約束された後悔
兎にも角にも用事はこれで済んだ。俺がここにいる理由はもう無い。早くスプルを見つけに行くため外に出なくてはと、飲みかけの薄荷茶を行儀悪く急いで飲み干した。
「では俺はこれで」
「あ~、お兄ちゃん。私のこと忘れてるでしょ!」
階段をどたどたと駆け下りながらリナは俺のことを睨みつけた。俺はハッとさせられた。しまった、完全に彼女との約束を失念してしまっていた。当たり前だが彼女の顔を見ても相当に怒っていることが分かった。

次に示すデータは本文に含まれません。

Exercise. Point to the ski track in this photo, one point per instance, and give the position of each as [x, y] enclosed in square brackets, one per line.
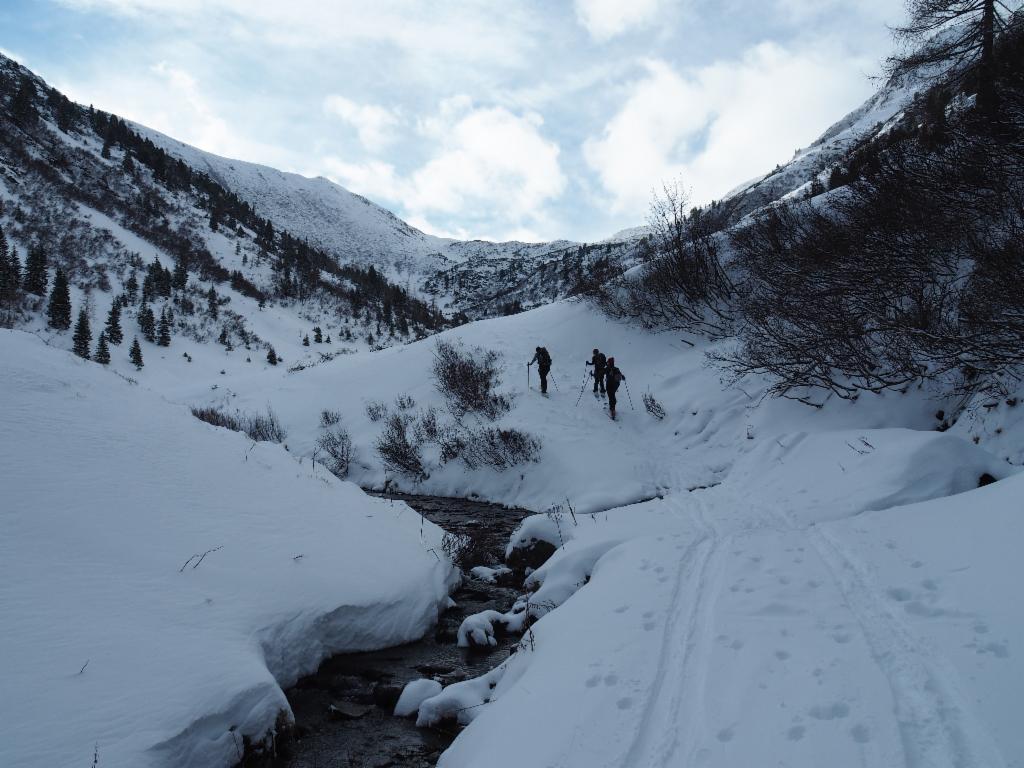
[937, 726]
[936, 722]
[684, 645]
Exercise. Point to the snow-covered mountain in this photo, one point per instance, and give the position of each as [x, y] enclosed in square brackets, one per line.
[808, 171]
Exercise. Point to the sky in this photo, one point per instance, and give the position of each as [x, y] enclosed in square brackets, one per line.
[534, 120]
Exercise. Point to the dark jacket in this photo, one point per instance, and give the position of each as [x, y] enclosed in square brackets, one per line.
[542, 358]
[612, 378]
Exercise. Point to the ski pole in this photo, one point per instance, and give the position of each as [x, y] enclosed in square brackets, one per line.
[582, 387]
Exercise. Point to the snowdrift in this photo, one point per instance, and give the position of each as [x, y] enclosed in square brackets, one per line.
[161, 580]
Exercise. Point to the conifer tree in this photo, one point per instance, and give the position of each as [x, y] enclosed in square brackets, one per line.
[949, 34]
[164, 338]
[147, 323]
[35, 271]
[212, 302]
[113, 330]
[131, 288]
[180, 278]
[83, 335]
[15, 268]
[58, 309]
[102, 353]
[135, 355]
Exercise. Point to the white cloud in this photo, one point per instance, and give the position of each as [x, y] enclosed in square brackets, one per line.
[721, 124]
[803, 11]
[431, 35]
[12, 56]
[375, 125]
[488, 164]
[607, 18]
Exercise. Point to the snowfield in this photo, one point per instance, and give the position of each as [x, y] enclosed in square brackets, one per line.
[747, 582]
[161, 580]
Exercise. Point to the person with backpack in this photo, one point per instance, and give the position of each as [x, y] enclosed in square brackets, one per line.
[612, 378]
[543, 360]
[599, 361]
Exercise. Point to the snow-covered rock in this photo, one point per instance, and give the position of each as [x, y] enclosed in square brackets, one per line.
[415, 693]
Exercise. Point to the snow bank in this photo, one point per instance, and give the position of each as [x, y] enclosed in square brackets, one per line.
[161, 579]
[415, 693]
[775, 619]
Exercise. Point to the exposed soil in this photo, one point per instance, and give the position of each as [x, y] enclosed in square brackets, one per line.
[343, 712]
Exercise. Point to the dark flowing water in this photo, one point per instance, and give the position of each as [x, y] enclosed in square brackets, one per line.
[343, 712]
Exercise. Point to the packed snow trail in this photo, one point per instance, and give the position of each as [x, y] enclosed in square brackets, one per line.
[773, 643]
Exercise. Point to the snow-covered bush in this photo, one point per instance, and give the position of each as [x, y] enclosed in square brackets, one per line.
[468, 379]
[329, 418]
[337, 443]
[376, 411]
[259, 427]
[466, 552]
[400, 452]
[500, 449]
[404, 402]
[653, 407]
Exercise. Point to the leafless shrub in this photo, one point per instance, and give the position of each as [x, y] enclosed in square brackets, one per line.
[468, 379]
[499, 449]
[681, 284]
[259, 427]
[337, 443]
[653, 407]
[377, 411]
[266, 427]
[912, 273]
[427, 428]
[329, 418]
[467, 552]
[399, 452]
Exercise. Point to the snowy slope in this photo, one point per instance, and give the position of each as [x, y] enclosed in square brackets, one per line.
[870, 119]
[114, 639]
[352, 228]
[812, 587]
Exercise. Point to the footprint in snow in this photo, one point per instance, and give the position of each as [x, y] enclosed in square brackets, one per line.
[836, 711]
[860, 733]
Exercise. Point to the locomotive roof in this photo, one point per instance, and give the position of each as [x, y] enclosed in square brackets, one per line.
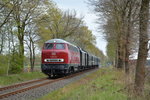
[58, 41]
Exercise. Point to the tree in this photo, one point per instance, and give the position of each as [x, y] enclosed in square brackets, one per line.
[119, 26]
[58, 24]
[143, 50]
[23, 14]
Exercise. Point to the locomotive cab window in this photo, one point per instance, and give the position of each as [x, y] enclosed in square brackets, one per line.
[48, 46]
[60, 46]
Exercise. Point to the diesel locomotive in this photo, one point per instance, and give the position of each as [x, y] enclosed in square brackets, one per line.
[60, 57]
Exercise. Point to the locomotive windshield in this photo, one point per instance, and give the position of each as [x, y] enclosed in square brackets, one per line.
[48, 46]
[60, 46]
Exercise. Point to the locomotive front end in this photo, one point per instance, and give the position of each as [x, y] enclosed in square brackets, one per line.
[54, 58]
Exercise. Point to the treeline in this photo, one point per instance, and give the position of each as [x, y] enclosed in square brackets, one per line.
[125, 24]
[26, 24]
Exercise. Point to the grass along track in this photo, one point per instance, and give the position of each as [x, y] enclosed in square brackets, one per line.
[104, 84]
[4, 95]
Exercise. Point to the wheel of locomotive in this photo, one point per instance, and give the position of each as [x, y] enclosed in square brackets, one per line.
[71, 70]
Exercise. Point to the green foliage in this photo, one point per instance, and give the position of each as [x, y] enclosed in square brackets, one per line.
[16, 78]
[111, 50]
[14, 66]
[3, 64]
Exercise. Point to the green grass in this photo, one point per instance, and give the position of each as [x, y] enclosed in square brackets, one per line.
[103, 84]
[16, 78]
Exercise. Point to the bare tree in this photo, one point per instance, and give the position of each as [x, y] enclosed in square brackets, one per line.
[143, 50]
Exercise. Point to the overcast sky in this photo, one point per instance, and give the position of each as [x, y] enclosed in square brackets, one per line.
[82, 9]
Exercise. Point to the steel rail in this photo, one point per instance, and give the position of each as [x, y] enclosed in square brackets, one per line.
[21, 84]
[5, 95]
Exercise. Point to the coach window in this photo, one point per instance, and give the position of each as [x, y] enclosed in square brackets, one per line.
[60, 46]
[49, 46]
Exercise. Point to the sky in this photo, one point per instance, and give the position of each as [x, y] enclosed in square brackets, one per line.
[83, 9]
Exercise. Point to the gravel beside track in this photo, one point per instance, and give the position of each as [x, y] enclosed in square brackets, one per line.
[41, 91]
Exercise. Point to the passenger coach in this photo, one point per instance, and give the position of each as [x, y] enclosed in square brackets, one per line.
[60, 57]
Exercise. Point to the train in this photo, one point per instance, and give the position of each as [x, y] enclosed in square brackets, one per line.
[60, 57]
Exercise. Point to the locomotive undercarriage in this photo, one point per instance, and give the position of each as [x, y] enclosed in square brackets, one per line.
[55, 69]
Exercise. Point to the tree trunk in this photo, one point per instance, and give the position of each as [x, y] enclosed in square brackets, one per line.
[143, 51]
[128, 32]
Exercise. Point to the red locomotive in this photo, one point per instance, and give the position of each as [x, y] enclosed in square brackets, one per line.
[60, 57]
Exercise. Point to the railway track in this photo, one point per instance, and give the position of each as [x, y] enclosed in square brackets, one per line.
[22, 87]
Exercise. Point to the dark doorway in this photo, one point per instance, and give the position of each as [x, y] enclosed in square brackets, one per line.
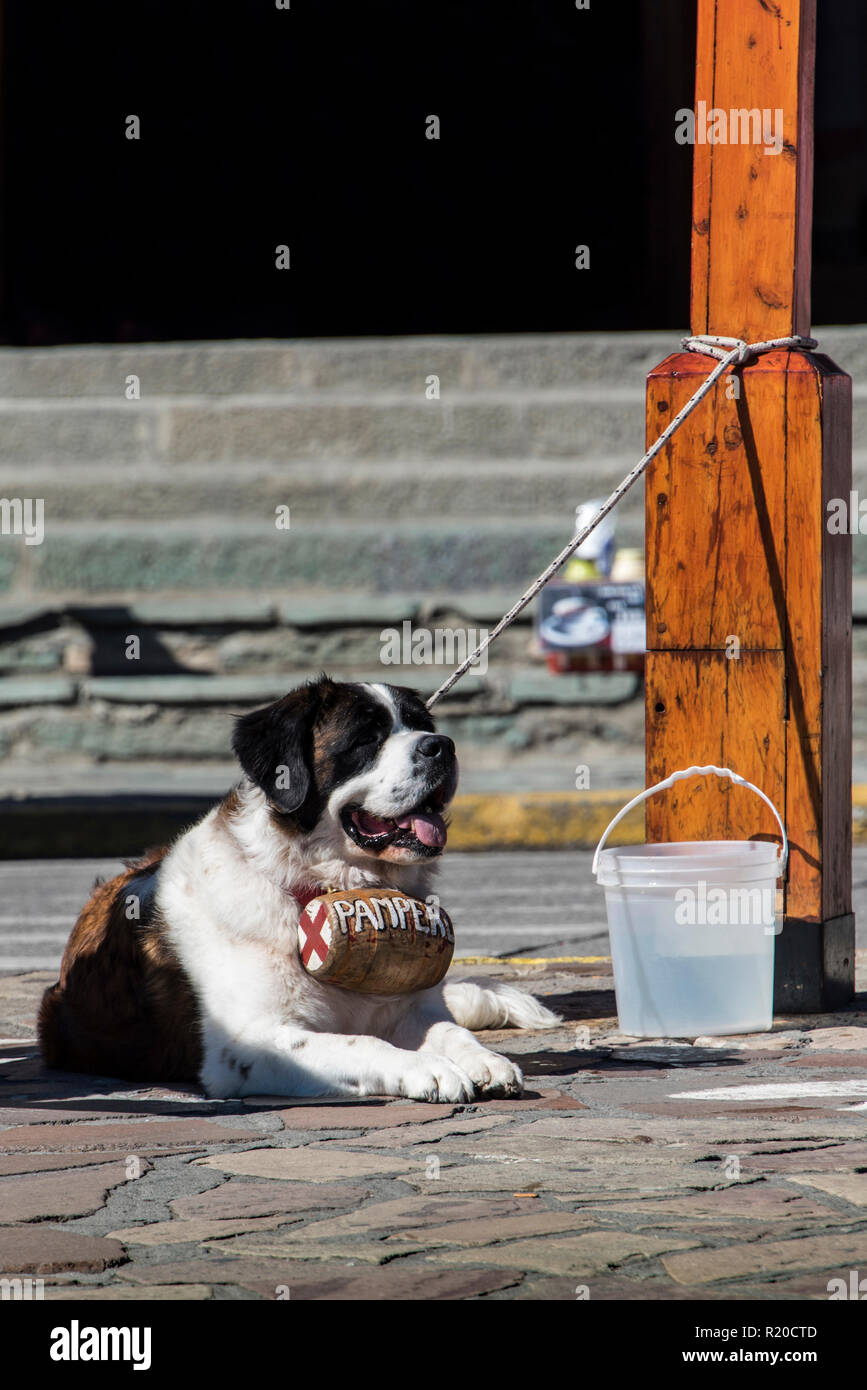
[306, 127]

「もうせっかく私がプレゼントしようと思ったのに。そんなんじゃ、もうあげない!」
「ごめんね、リナ。君との大切な約束を忘れてしまって」
頭を下げ、精一杯の誠意を見せることでリナの許しを乞う。
「リナ、私が悪いんです。私が彼に言う必要のない話までしてしまったせいで……」
「シスターが謝ることじゃないですよ。これは俺の責任です」
このやり取りを見てリナは益々臍を曲げてしまったようで、頬を思いきり膨らませた。
「もう二人とも嫌い!」
この後リナを説得して、機嫌を直してもらうのに暫くの時間を要した。
「はいこれ」
最終的にはリナからプレゼントを頂けることになり、俺は有り難くそれを受け取った。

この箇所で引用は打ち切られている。